FCD : Absolument. Les fusées ne sont pas une nouvelle invention. Des fusées fiables ont été construites pendant la Seconde Guerre mondiale et elles ont été perfectionnées par la NASA dans les années 50 et 60, ainsi que par d'autres pays. De plus, la technologie de propulsion des fusées n'est plus sorcier. Cependant, nous avons besoin d'une propulsion avancée, qui est un domaine de recherche totalement inexploité ; très peu de travail a été fait, et nous devons entrer dans ce domaine parce que nous n'allons pas arriver sur Mars avec des fusées chimiques. Ce sera trop fragile et trop dangereux [d'une mission] pour les fusées chimiques.

Puissance plasma : La fusée VX-200 testée dans les installations d'Ad Astra Rocket Company à Houston. La puissance totale produite par le moteur est répartie entre ses deux étages électromagnétiques ; les deux tirent dans l'image.



TR : Vous développez un système de propulsion pour des missions spatiales lointaines. Quelles avancées récentes avez-vous réalisées et quelles étapes avez-vous franchies ?

FCD : Nous nous préparons à faire voler le moteur VASIMR sur la Station spatiale internationale (ISS). Il s'agit d'une fusée à plasma de 200 kilowatts, la fusée la plus puissante jamais construite pour voler dans l'espace, et le prototype est testé au sol dans nos installations de Houston. Nous avons progressivement augmenté la puissance pendant de nombreux mois, et notre objectif est d'atteindre 200 kilowatts, qui est le niveau de puissance auquel la fusée fonctionnera sur l'ISS, et nous y sommes parvenus aujourd'hui. Nous avons en fait atteint 201 kilowatts. C'était un moment très excitant parce que cela s'est passé juste au moment où nous étions en réunion, et je n'arrêtais pas de recevoir des SMS.

TR : Quelle est la prochaine étape du développement du moteur ?



FCD : La prochaine étape consiste à construire l'unité de vol, qui sera prête à être lancée en octobre 2013. Nous l'installerons sur l'ISS et la testerons là-bas. Une fois le test terminé, nous l'utiliserons commercialement pour rebooster la station spatiale [à une altitude plus élevée] afin de compenser la traînée. [Actuellement, l'ISS a besoin de boosts périodiques pour l'amener sur la bonne orbite pour la navette spatiale ou les amarrages Progress.]

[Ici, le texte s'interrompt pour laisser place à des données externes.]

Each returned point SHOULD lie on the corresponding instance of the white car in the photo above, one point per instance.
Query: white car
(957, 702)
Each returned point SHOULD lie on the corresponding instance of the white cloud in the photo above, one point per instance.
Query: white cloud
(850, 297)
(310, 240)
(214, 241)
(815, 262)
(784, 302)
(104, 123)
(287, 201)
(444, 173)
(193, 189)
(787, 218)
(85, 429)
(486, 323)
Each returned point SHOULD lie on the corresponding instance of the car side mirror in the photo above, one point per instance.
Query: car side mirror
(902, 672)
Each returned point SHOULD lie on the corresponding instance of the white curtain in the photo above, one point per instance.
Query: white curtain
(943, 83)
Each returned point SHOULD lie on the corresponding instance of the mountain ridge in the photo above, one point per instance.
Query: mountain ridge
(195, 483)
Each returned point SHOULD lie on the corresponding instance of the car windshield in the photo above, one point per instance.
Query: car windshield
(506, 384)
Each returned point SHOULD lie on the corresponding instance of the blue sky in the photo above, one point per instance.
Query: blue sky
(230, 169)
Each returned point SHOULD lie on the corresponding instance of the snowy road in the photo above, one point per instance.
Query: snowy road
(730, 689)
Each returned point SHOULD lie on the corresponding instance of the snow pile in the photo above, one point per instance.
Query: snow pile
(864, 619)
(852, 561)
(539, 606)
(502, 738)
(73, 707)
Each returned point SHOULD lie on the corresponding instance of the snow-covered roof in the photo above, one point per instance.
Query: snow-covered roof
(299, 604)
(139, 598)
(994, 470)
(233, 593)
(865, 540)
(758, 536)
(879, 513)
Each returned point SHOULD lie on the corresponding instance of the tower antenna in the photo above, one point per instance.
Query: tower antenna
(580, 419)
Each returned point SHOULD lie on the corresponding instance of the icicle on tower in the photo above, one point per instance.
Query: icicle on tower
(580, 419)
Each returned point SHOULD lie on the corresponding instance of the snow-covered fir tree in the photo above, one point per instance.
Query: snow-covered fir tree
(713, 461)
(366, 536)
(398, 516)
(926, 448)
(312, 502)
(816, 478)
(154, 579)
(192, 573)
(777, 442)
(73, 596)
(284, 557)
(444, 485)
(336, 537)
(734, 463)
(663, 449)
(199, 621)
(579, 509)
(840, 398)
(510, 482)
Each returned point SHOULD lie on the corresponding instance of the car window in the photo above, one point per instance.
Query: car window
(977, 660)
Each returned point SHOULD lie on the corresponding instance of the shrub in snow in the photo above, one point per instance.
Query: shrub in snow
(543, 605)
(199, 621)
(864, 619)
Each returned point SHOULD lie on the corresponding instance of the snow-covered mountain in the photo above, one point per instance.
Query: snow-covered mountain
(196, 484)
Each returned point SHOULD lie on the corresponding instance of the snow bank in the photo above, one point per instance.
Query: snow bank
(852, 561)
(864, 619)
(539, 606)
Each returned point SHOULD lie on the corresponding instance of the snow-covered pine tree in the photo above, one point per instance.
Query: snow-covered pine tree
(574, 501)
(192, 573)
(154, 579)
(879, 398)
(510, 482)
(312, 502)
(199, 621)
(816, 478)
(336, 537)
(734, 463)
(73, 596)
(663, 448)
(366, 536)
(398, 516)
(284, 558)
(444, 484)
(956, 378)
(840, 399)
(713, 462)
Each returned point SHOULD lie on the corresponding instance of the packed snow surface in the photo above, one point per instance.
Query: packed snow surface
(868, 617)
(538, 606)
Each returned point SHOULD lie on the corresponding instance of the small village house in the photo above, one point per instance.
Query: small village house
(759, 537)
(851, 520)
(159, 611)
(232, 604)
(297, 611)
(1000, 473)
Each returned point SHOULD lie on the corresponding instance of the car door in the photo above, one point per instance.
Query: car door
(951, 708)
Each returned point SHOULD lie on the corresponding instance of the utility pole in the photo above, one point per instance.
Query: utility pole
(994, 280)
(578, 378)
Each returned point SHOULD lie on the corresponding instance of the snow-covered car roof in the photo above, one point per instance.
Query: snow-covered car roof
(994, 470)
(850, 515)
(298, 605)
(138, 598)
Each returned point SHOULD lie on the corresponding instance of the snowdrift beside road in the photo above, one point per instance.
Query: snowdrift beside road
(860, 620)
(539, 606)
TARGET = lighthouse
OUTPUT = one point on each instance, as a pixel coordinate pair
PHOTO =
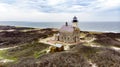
(75, 22)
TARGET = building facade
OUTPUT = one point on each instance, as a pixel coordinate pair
(69, 33)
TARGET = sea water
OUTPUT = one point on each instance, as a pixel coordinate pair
(85, 26)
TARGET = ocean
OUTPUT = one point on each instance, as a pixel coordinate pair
(84, 26)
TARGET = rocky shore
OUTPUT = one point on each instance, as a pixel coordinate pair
(96, 49)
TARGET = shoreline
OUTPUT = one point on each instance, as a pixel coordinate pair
(53, 28)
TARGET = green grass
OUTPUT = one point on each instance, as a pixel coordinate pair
(37, 54)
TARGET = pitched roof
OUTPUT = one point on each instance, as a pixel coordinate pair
(68, 28)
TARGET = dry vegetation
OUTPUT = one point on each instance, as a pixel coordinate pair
(30, 53)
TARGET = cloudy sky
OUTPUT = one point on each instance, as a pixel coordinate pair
(59, 10)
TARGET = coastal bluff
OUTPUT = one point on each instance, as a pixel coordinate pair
(29, 52)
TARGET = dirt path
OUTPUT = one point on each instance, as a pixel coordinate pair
(2, 59)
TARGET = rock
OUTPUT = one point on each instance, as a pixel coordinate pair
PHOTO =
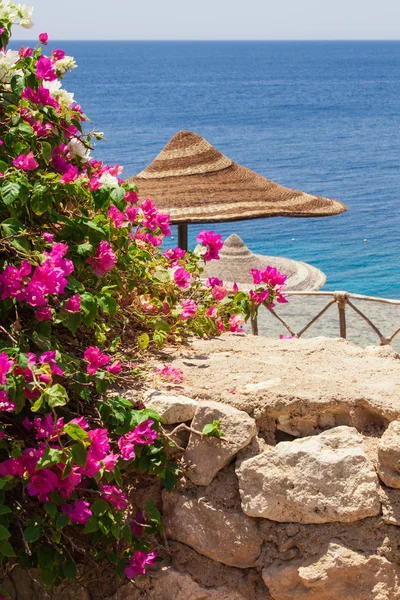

TR : Avez-vous un véhicule pour le système après les travaux de l'ISS ?

FCD : Nous sommes déjà en discussion avec SpaceX et Orbital Sciences, les deux sociétés qui ont déjà accès à la station spatiale [via des contrats avec la NASA], afin que nous puissions développer l'interface dans l'un ou l'autre de ces véhicules. Nous prendrons une décision, en sélectionnant l'un de ces deux probablement à la fin de l'année prochaine.

TR : Il existe des arguments selon lesquels le secteur privé a besoin de l'argent du gouvernement pour réussir. Comment gérez-vous le financement ?

FCD : C'est toujours une lutte pour continuer à obtenir des investissements, mais la façon dont nous le faisons est de respecter nos jalons. Celui que nous avons rencontré [la semaine dernière] nous donnera des munitions pour rechercher davantage d'investissements privés. Ce serait aussi bien d'avoir un financement gouvernemental. Lorsque nous avons créé l'entreprise, il s'agissait d'une expérience de privatisation de la NASA, et la prémisse était que nous privatiserions le projet et laisserions le secteur privé mûrir la technologie au point où la NASA la reprendrait, et ce moment est arrivé. Nous sommes donc toujours à la recherche d'un contrat de la NASA qui atténuerait notre besoin d'investissement privé.